Ma chronique du 16 janvier.

Le 4 janvier, le procureur de Nice a requis huit mois d’emprisonnement à l’encontre de Cédric Herrou, à qui il est reproché d’avoir apporté son soutien à des personnes présentes illégalement sur le territoire français. Politiquement, son procès a nourri une colère à gauche, notamment parmi ceux qui s’indignent qu’il puisse avoir lieu sous un gouvernement socialiste : cette initiative serait la preuve que la France vit un dangereux glissement vers la droite, voire qu’elle est menacée par un « fascisme rampant ».

A bien y regarder, le mouvement qui nous menace en matière de rejet de l’immigration semble être toutefois de nature très différente et probablement largement répandu au sein l’échiquier politique français. Il réside dans un totem de la gauche et de tous ceux qui ont développé avec le temps une vision stato-centrée – et stato-obsédée – de la politique et de la société : la menace, c’est l’Etat-providence (non la protection sociale, mais son modèle étatisé).

L’Etat-providence est fondé sur l’idéal de redistribution : mu, paraît-il, par un idéal de justice, il répartit les revenus, les opportunités et les places aux plus défavorisés en régulant ou taxant les mieux lotis. Cette logique généreuse a semblé fonctionner aussi longtemps que l’appareil administratif était un peu géré et la croissance forte. Mais dès lors que l’Etat s’est retrouvé « en faillite » et l’économie à plat, la dynamique redistributive s’est grippée : s’il n’y a plus d’ingrédients pour faire grandir le gâteau, son partage s’en retrouve plus périlleux. Pour y faire face, les gouvernants ont fait le choix de mettre en place des politiques de restriction : la France a tenté de réduire les parts de chacun, par exemple en partageant le temps de travail ; elle a aussi entrepris de limiter le nombre de convives autour de la table, par exemple en réduisant l’immigration. Les politiques anti-migratoires sont ainsi les filles directes et nécessaires de l’Etat-providence.

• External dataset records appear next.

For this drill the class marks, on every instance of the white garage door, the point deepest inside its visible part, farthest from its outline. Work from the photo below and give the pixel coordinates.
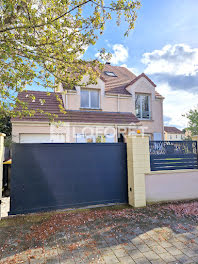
(41, 138)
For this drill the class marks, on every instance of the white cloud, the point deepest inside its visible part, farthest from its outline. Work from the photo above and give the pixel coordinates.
(176, 104)
(174, 69)
(179, 59)
(119, 54)
(133, 70)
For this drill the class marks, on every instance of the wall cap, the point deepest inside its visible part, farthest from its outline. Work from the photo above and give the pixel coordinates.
(171, 171)
(139, 136)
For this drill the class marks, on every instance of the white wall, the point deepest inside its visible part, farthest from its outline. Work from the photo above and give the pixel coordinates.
(171, 185)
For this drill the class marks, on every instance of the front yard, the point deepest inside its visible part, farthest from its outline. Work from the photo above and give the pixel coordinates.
(157, 234)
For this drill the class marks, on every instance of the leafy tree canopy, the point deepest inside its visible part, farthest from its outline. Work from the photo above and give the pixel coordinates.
(192, 116)
(45, 39)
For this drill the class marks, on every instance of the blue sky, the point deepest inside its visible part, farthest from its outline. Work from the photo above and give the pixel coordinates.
(164, 45)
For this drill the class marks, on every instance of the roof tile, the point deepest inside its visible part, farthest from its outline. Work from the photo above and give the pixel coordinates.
(52, 106)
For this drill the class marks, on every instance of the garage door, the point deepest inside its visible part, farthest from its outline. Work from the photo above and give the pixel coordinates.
(41, 138)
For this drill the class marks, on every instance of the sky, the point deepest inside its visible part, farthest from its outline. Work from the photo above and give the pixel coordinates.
(164, 45)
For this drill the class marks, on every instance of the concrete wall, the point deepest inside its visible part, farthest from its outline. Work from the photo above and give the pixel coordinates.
(173, 137)
(171, 185)
(138, 163)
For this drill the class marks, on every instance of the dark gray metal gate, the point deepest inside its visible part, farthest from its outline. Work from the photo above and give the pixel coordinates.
(56, 176)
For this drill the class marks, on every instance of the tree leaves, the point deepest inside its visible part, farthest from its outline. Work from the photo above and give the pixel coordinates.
(42, 42)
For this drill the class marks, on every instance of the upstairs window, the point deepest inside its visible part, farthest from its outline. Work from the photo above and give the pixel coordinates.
(142, 106)
(112, 74)
(90, 99)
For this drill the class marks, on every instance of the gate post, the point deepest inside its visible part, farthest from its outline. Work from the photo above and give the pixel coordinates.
(1, 165)
(195, 138)
(138, 163)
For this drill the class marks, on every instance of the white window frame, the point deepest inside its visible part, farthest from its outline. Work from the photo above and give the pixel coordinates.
(89, 91)
(149, 104)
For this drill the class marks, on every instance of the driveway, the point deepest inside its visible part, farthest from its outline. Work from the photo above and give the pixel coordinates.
(157, 234)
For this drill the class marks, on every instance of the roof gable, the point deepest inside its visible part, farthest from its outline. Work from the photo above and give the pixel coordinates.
(51, 105)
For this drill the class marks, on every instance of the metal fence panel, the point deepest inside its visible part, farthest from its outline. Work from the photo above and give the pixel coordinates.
(57, 176)
(173, 155)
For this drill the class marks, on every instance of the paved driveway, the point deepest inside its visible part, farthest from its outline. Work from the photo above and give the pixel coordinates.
(156, 234)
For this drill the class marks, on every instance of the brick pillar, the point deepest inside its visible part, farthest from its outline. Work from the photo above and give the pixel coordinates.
(138, 162)
(1, 165)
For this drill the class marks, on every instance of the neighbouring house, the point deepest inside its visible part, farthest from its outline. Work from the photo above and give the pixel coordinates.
(173, 133)
(119, 104)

Passager clandestin. De leur côté, les citoyens déjà assis autour de la table se sont angoissés. La menace de disette les inquiétait déjà. Ils ont donc développé la dernière énergie pour se battre et espérer obtenir quelques miettes : hors de question qu’elles leur échappent, surtout en faveur de ceux dont ils ont l’impression qu’ils se nourrissent sans contribuer (comportement que les économistes qualifient de « passager clandestin »). Assez logiquement, les plus défavorisés sont les premiers à s’être défendus, car ils étaient les premiers menacés. Ce n’est pas un hasard s’ils votent aujourd’hui pour le FN (ni si celui-ci adopte des positions économiques toujours plus à gauche). Même Jean-Luc Mélenchon l’a compris, dont les positions sur l’immigration se sont durcies, provoquant l’incompréhension dans ses rangs à la fin de l’été 2016.

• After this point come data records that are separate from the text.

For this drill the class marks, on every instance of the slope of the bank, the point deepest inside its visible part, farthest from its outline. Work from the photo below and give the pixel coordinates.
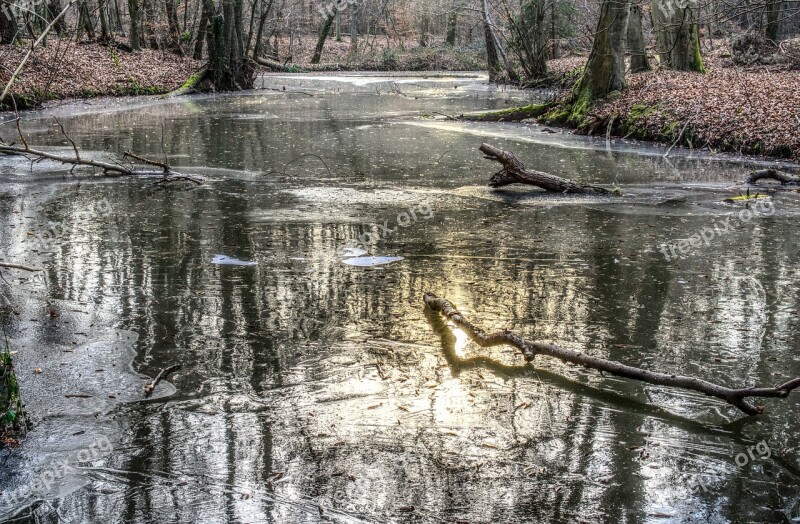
(67, 70)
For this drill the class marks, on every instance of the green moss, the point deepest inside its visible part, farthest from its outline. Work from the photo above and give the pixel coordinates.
(511, 114)
(192, 80)
(698, 59)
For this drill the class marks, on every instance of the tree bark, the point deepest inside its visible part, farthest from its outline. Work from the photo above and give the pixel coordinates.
(514, 172)
(201, 32)
(174, 27)
(605, 69)
(133, 11)
(452, 25)
(772, 29)
(529, 350)
(354, 28)
(677, 40)
(229, 70)
(323, 36)
(636, 43)
(495, 54)
(9, 29)
(260, 34)
(85, 21)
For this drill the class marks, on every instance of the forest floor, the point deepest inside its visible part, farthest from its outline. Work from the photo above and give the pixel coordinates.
(377, 54)
(64, 69)
(750, 110)
(746, 110)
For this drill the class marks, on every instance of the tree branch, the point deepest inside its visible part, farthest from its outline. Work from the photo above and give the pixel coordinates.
(514, 172)
(735, 397)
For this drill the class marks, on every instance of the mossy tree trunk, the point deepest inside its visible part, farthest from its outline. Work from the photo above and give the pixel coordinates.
(323, 36)
(605, 69)
(772, 29)
(531, 38)
(495, 55)
(636, 44)
(229, 69)
(174, 27)
(677, 40)
(354, 28)
(452, 25)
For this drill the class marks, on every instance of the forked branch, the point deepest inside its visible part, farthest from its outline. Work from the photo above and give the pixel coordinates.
(166, 173)
(529, 350)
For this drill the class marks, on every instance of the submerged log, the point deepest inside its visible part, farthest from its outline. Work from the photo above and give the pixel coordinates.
(166, 174)
(514, 172)
(530, 350)
(773, 174)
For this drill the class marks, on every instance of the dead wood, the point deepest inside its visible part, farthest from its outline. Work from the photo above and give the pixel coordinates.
(149, 388)
(530, 350)
(514, 172)
(166, 174)
(773, 174)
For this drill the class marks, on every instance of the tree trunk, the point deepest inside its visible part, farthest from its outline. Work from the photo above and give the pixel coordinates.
(149, 24)
(229, 69)
(605, 69)
(174, 27)
(676, 35)
(492, 60)
(53, 8)
(531, 38)
(636, 43)
(201, 32)
(133, 11)
(105, 34)
(424, 28)
(9, 28)
(354, 28)
(85, 22)
(323, 36)
(772, 29)
(452, 25)
(494, 49)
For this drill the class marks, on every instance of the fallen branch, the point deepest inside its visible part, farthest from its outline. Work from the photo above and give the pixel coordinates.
(512, 114)
(514, 172)
(167, 174)
(149, 388)
(735, 397)
(17, 266)
(773, 174)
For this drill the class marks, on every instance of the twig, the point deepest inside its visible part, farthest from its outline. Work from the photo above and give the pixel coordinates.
(735, 397)
(148, 388)
(30, 51)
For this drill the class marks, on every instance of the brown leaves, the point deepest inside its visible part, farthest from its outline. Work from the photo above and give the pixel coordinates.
(752, 110)
(66, 70)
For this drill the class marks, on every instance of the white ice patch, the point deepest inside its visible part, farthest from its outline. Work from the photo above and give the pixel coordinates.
(370, 261)
(228, 261)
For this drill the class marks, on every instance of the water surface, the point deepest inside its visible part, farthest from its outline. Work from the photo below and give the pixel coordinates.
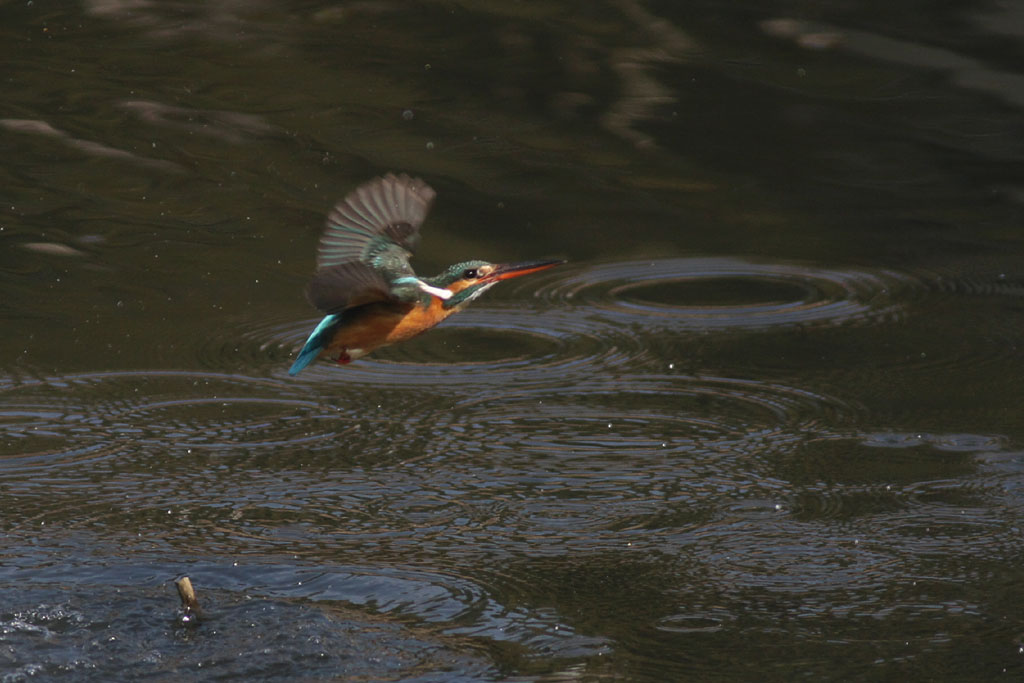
(764, 425)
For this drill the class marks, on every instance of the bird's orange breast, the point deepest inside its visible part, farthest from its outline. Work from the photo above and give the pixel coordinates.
(378, 325)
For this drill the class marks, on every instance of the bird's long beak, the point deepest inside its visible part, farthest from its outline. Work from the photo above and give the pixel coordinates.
(507, 270)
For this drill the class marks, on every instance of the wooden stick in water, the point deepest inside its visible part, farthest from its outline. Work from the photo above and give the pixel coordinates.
(188, 601)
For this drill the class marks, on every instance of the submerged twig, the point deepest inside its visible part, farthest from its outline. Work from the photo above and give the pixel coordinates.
(189, 603)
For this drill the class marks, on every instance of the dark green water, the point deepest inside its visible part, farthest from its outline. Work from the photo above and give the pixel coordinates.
(765, 425)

La spirale de rejet des étrangers en France n’est pas (qu’)un sursaut de la droite traditionaliste : elle est mue par le socialisme et son culte de l’Etat-providence. La gauche, si généreuse éthiquement, peut souhaiter faciliter l’immigration – les libéraux la soutiennent généralement car elle est bénéfique économiquement (1) –, mais elle se trompe profondément si elle croit que cette politique est compatible avec un statu quo de l’Etat-providence, voire avec son existence même.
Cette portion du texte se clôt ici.